The mixture model approach to clustering [12] assumes that data are from a mixture of a number K of clusters in some proportions. The density function of a sample s writes as:

$$\begin{aligned} f(s|\pmb {\theta }_K)= \sum \limits _{k=1}^{K} \alpha _k f_k({s|\theta _k}) \end{aligned}$$

where \(f_k({s|\theta _k})\) is the density function of the component k, \(\alpha _k\) is the probability that a sample belongs to class k: \(\alpha _k = P(Z=k)\), \(\theta _k\) is the model parameter value for the class k, and \(\pmb {\theta }_K\) is the is parameter set \(\pmb {\theta }_K= \{\theta _k,\alpha _k\}_{k=1..K}\).

The maximum likelihood approach to the mixture problem given a data set and a number of clusters consists of determining the parameters that maximizes the log-likelihood:

$$\begin{aligned} L_\mathcal {X}(\pmb {\theta }_K) = \sum \limits _{n=1}^{N}\log f(s_n|{\pmb {\theta }_K}) \end{aligned}$$

in which \(\mathcal {X}\) is the data set, K is the number of clusters and \(\pmb {\theta }_K\) is the parameter set to be determined.

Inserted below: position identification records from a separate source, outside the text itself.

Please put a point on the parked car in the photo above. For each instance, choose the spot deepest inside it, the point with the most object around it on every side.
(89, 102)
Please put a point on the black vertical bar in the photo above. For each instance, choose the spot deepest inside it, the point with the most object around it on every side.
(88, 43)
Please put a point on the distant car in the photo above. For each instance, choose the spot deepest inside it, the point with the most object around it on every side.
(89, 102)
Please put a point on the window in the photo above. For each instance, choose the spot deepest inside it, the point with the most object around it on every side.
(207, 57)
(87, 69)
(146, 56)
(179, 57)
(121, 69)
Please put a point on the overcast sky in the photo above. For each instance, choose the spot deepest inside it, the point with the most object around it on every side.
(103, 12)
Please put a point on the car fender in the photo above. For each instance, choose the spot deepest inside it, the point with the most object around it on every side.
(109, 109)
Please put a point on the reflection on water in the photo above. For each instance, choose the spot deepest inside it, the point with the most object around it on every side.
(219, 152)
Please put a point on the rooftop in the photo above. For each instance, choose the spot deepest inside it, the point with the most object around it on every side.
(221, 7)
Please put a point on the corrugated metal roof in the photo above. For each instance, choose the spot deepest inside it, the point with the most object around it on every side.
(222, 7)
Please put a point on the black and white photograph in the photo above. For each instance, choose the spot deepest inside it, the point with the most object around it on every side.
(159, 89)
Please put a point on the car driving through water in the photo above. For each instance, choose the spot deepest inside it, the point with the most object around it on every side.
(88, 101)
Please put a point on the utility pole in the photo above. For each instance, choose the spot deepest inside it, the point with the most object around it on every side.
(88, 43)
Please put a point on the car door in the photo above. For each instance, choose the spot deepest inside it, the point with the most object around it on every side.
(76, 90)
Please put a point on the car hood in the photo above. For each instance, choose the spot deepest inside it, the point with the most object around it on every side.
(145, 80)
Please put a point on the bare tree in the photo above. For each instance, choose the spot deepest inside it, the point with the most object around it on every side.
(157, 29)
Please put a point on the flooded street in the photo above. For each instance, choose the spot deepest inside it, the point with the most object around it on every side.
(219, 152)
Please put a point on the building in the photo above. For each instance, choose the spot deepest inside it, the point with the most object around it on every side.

Due to the constraint given by the side-information, and the independence of points within a group, we get

$$\begin{aligned} f(s_n|\pmb {\theta }_K)=\sum \limits _{k=1}^{K} \alpha _k f_k(s_n|{\theta }_k)= \sum \limits _{k=1}^K \alpha _k \prod \limits _{i=1}^{|s_n|} f_k({x_i^n|\theta _k}). \end{aligned}$$
(5)

Then

$$\begin{aligned} L_\mathcal {X}(\pmb {\theta }_K) =&\sum \limits _{n=1}^{N}\log \left( \sum \limits _{k=1}^{K} \alpha _k \prod \limits _{i=1}^{|s_n|}f_k(x_i^n|{\theta }_k) \right) . \end{aligned}$$
(6)

This expression can be compared to the log-likelihood for the same observation set with the removal of the side-information

$$\begin{aligned} L_\mathcal {X'}(\pmb {\theta '}_K) =&\sum \limits _{n=1}^{N}\sum \limits _{i=1}^{|s_n|}\log f(x_i^n|{\pmb {\theta '}_K}) \nonumber \\ =&\sum \limits _{n=1}^{N}\sum \limits _{i=1}^{|s_n|} \log \left( \sum \limits _{k=1}^{K} \alpha '_k f_k(x_i^n|{\theta }_k') \right) \end{aligned}$$
(7)

in which \(\mathcal {X'}\) is the data set and \(\pmb {\theta '}_K =\{\theta '_k,\alpha '_k\}_{k=1..K}\) is the parameter set.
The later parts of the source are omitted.